Anyway, all that mumbo jumbo is partly to say that I see where I am not the easiest person to reach. If I don’t recognize your number, I won’t answer. If I am at home, I prefer people to call the “land line” as that I can usually find. If I am driving, call my car because it is hands free. If I am out but not in my car, call the cell phone that I misplace daily as I am just not a phone carrier. But if you text me, I will generally answer within 24 hours if it is something that should have a reply. If you email me, I answer quickly if it is simple, maybe a few days if I really have to think and get emotional about it (I have run support listservs for over 15 years and I try to be careful about how I reply to emotional discussions). If you call me, I generally call back if there is something I need to answer or if there is concern – though timing is challenging because of the kids. I am a bit obsessive, so sometimes if I am in the middle of something I won’t even answer the phone if my husband calls – but he knows to leave a message because I will pick up if he actually needs me then.
One of the things my father used to say is that he didn’t get hurt by people because he didn’t have expectations.

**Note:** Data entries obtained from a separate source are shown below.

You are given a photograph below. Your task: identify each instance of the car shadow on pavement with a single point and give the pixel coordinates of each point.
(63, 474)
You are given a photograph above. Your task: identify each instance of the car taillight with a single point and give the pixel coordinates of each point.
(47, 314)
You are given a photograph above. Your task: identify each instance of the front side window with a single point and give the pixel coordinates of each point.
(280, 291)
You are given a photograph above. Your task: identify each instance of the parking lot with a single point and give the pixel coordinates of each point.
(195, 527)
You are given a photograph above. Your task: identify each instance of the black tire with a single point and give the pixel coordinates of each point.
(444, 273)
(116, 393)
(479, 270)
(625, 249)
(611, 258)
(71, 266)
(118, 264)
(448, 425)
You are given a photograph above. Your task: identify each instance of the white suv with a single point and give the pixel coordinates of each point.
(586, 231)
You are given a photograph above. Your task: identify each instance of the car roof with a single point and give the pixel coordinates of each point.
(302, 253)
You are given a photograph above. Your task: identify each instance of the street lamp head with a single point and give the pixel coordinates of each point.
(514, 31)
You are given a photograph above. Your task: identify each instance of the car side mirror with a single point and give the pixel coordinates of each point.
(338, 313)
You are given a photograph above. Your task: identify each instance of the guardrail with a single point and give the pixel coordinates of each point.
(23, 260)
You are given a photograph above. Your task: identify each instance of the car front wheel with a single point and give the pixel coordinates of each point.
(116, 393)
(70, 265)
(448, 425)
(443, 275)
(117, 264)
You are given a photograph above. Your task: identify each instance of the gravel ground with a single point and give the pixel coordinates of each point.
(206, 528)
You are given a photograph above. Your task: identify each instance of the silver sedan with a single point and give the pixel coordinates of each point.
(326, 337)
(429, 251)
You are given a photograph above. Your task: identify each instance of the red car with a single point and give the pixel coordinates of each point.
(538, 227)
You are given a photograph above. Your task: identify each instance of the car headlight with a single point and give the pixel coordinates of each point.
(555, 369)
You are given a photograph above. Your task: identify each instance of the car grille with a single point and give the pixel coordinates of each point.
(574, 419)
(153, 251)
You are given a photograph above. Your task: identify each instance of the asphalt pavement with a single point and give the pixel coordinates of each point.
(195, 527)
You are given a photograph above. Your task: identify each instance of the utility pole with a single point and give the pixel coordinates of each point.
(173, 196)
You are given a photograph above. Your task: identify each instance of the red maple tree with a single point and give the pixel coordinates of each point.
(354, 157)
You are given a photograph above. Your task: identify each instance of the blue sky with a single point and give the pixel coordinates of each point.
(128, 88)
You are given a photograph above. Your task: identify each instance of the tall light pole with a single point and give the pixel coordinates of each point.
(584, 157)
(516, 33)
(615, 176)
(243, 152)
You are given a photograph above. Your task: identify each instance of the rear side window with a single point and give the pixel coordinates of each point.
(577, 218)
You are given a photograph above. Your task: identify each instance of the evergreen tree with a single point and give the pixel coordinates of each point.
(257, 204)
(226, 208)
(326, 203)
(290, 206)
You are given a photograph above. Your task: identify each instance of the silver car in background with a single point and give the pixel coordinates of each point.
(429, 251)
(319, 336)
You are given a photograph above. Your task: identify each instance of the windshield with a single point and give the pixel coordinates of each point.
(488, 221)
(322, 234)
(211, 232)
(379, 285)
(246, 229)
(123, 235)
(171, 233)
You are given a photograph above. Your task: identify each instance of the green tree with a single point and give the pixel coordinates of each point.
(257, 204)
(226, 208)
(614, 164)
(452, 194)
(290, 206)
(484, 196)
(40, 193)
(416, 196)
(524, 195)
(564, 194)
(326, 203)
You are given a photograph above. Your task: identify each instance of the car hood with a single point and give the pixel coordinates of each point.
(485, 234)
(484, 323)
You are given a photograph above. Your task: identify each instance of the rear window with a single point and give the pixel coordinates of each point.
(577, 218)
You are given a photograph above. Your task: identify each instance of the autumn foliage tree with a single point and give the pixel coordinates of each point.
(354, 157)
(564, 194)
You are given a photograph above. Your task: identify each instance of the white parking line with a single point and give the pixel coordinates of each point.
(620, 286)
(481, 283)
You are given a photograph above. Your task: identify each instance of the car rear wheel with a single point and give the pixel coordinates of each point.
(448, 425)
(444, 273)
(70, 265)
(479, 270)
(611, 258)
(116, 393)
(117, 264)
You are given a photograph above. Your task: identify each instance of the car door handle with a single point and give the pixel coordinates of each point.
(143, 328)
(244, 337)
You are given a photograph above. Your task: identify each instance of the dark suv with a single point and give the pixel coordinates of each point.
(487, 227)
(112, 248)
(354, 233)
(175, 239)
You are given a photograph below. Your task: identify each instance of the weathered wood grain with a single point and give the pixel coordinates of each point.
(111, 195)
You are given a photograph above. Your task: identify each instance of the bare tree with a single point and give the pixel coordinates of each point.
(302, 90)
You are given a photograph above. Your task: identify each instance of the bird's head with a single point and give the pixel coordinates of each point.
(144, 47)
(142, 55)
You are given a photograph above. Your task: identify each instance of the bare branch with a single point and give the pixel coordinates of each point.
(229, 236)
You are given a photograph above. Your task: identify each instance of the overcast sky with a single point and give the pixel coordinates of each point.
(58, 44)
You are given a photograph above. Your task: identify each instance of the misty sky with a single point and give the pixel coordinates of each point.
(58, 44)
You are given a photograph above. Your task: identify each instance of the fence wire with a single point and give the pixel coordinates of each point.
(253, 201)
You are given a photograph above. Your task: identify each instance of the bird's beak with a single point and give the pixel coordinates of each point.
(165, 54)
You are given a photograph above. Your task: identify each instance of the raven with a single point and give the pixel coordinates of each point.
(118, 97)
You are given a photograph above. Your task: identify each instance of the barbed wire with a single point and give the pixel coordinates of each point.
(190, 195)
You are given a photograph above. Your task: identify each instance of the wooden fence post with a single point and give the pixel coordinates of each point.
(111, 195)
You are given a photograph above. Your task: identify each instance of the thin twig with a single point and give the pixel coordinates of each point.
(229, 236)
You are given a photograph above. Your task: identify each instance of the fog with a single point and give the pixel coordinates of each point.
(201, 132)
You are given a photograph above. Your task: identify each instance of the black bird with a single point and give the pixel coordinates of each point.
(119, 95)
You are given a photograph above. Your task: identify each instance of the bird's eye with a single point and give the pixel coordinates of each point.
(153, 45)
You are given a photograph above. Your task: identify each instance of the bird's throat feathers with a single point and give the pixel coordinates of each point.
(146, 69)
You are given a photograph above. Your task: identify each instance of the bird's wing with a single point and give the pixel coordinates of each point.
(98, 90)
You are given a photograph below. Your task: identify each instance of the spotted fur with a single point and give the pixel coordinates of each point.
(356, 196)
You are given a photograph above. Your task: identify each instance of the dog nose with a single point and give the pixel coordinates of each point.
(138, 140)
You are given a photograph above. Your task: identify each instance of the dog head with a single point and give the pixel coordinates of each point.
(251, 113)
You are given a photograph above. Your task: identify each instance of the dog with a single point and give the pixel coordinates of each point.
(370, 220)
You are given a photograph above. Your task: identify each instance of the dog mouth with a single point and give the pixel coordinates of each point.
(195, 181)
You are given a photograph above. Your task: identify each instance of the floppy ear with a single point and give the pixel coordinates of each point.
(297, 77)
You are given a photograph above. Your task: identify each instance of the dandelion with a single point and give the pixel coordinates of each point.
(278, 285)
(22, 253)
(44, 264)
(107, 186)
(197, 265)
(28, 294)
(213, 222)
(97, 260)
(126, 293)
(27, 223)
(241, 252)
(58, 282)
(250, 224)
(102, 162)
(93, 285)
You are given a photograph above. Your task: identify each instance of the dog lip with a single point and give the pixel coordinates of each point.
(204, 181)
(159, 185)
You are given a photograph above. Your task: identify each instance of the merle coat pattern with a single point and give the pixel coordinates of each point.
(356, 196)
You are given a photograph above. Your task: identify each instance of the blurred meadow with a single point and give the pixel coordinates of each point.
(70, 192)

On some level it doesn’t make sense to me, on emotional level, but logically it makes perfect sense. If I never expected someone to return my friendship, I wouldn’t be hurt or feel let down by people. But would I put as much effort in? Would I constantly offer support? Would I loan my stuff? I think I would really have to be stupid to do all of that and not have expectations. But, maybe my family was right about me being the stupid one because it has to be kind of dumb to keep reaching out to people who seek me only when they want something. It seems like it has been this way since I was a kid and stole money from my mother’s wallet so I could buy candy so kids would hang out with me. It seems like people are perfectly nice and friendly when we are together or when they want something from me, but when I go through a spell of wanting to talk about stuff, like the post I made about my father’s death, people vanish. I know people don’t do grief well, but if I wanted to celebrate the snowmobile, they wouldn’t be there either . . . unless they wanted a ride.
I also if I have an unrealistic expectation of what adult friendships should be. Maybe I do. All I really know is that it just doesn’t feel worth the effort. If I didn’t invest in people, maybe I wouldn’t care so much that most people don’t invest much in me.